DPC Myth #3: DPC Cannot Work in Rural America
If I had a dollar for every time someone told me Direct Primary Care would not work—especially in rural Maine—I could fund a small nation’s entire healthcare system. Yet here I am, 12 years into running a DPC practice just outside Bangor, Maine. I am still seeing patients, still paying my bills, and still enjoying my work. That inevitable collapse so many well-meaning colleagues assured me was just around the corner? Never came.
But those colleagues? Most of them are still seeing 25 patients a day and wondering why they cannot remember the last time they actually enjoyed medicine.
The Failure Myth
This pessimism comes in several flavors: “You cannot make a living on membership fees alone.” “Not enough people will pay out-of-pocket for primary care.” “It sounds good in theory, but it will not work in practice.”
The reality? DPC works. After 12 years, the financial model is viable. The clinical outcomes are excellent. The lifestyle is sustainable. Patients show up and pay their membership fees month after month, year after year. It is almost as if when you provide value to people and they can actually afford it, they are willing to pay for it. Revolutionary concept.
The key misconception is confusing “different” with “impossible.” Yes, you will need to think as a small business owner. Yes, you will do things not covered in medical school—such as marketing, accounting, and occasionally unclogging a toilet.
But different does not mean doomed to fail. The physicians who succeed in DPC treat their practice as a business, provide consistent value to their patients, and adapt when something is not working.
The Rural Impossibility Myth
The argument goes: “Rural areas are poorer, older, and more dependent on Medicare. People will not pay out-of-pocket. The market is too small. You need a wealthy, urban population—ideally in Brooklyn or San Francisco, where everyone drives a Tesla and has strong opinions about their chakras.”
I practice just outside Bangor, Maine. We are not Manhattan. Our population is not particularly wealthy. We have nine months of winter. We have zero Whole Foods stores. And yet, my practice has thrived for over a decade.
Why? Because the supposed disadvantages of a rural practice are often actually advantages.
First, rural patients are dramatically underserved. Wait times are measured in months. When you offer same-day appointments, unhurried visits, and direct access via phone or text, you are solving real problems. People will pay for value, time and a more personal relationship with their physician.
Second, rural communities have a sensible relationship with healthcare spending. They already pay out-of-pocket for veterinary care, equipment repair, and well maintenance. They are more often uninsured or have high-deductible plans—meaning they are already paying cash for healthcare anyway, just at hospital prices with worse service.
Third, competition is less soul-crushing. You are not fighting dozens of other practices for market share. You may be one of the only options offering comprehensive primary care with reasonable access.
Fourth, rural patients are loyal. If you show up, do good work, and treat people with respect, they will stick with you, refer others, and become advocates for your practice. Rural communities are built on relationships, and DPC is fundamentally a relationship-based model.
The Bottom Line
After 12 years in rural Maine, I can say with confidence: these myths are just that—myths. They are stories told by people who have not done it, based on assumptions that do not hold up in the real world.

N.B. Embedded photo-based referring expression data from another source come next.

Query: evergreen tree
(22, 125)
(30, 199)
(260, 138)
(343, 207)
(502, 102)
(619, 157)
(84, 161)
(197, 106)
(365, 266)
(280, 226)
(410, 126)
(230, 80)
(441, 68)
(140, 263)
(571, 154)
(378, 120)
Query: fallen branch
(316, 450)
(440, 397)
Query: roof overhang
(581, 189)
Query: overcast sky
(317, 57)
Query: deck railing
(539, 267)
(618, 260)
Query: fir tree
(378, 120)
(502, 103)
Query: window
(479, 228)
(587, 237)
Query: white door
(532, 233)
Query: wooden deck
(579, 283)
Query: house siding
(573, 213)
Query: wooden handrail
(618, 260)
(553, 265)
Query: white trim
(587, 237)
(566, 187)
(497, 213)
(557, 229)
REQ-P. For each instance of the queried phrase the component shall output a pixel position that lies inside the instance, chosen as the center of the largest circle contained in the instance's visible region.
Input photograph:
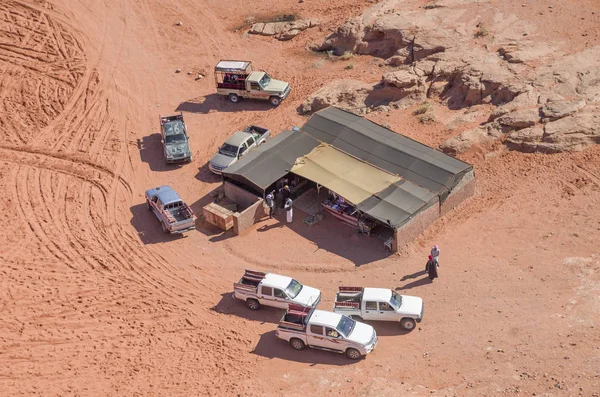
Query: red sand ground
(95, 300)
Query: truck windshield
(346, 325)
(228, 150)
(175, 138)
(293, 289)
(396, 300)
(264, 82)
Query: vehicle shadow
(417, 283)
(269, 346)
(232, 306)
(388, 328)
(151, 152)
(147, 226)
(414, 275)
(206, 175)
(220, 103)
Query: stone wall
(241, 197)
(461, 192)
(245, 219)
(413, 228)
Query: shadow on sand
(331, 235)
(221, 104)
(206, 175)
(418, 283)
(232, 306)
(387, 328)
(269, 346)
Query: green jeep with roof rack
(236, 80)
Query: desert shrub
(346, 55)
(427, 118)
(432, 5)
(422, 109)
(481, 31)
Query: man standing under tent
(435, 253)
(289, 210)
(270, 200)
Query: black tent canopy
(424, 176)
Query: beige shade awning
(347, 176)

Will every DPC practice succeed? No. But the same could be said for traditional practices. The question is whether it is viable, whether it can provide a sustainable living and satisfying career while delivering excellent care.
And the answer, based on 12 years of lived experience, is yes.

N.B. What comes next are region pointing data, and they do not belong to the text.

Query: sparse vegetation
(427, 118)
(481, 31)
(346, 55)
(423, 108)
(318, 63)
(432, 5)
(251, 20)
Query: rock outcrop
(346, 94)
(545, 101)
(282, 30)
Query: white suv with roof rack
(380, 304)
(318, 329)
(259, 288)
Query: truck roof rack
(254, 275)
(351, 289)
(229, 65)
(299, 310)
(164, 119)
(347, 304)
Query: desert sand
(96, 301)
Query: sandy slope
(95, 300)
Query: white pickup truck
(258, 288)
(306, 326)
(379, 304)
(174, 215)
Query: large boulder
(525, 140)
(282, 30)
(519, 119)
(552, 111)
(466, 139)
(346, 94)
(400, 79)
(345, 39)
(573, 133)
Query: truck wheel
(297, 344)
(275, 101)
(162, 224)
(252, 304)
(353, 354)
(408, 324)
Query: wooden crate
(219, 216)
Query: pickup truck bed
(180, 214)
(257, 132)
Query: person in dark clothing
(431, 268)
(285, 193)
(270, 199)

If you are a physician considering DPC—rural or otherwise—do not let these myths stop you. Do your homework, understand your market, build a solid business plan, and be prepared to work hard. But do not let unfounded pessimism from people who have never done it convince you that it cannot be done.
Because it can be done. It has been done. And I have got 12 years to prove it.






Ha! I spit my coffee across the room when I saw the title. I’ve been DPC in a rural Texas town of 3000 people for eight years. My clinic continues to grow, we recently hit 2000 members. Putting this clinic in Llano was like putting a match on dry grass. Anyone that wants to set up in a rural community should feel free to give me a call. Have to go clean up now.
But………………. It won’t work everywhere. I like to vomit when I read stuff like this. If there is a large practice in town that accepts public aid, there are employers around who pay for office visits and the docs do hospital work because their patients accept it, one WILL GO BUST with trying to setup DPC in the same area. PERIOD! Especially if there are NO hospitalists!
Don’t get me wrong, I like the concept of DPC but one needs to be very, very careful if they setup in a rural area and be successful. If you consider an area with DPC docs already there who want your help, it could be fine. If they look at you askance and consider you a potential competitor, I wouldn’t consider the place. If there’s a bunch of poverty, look elsewhere as these people are used to handouts.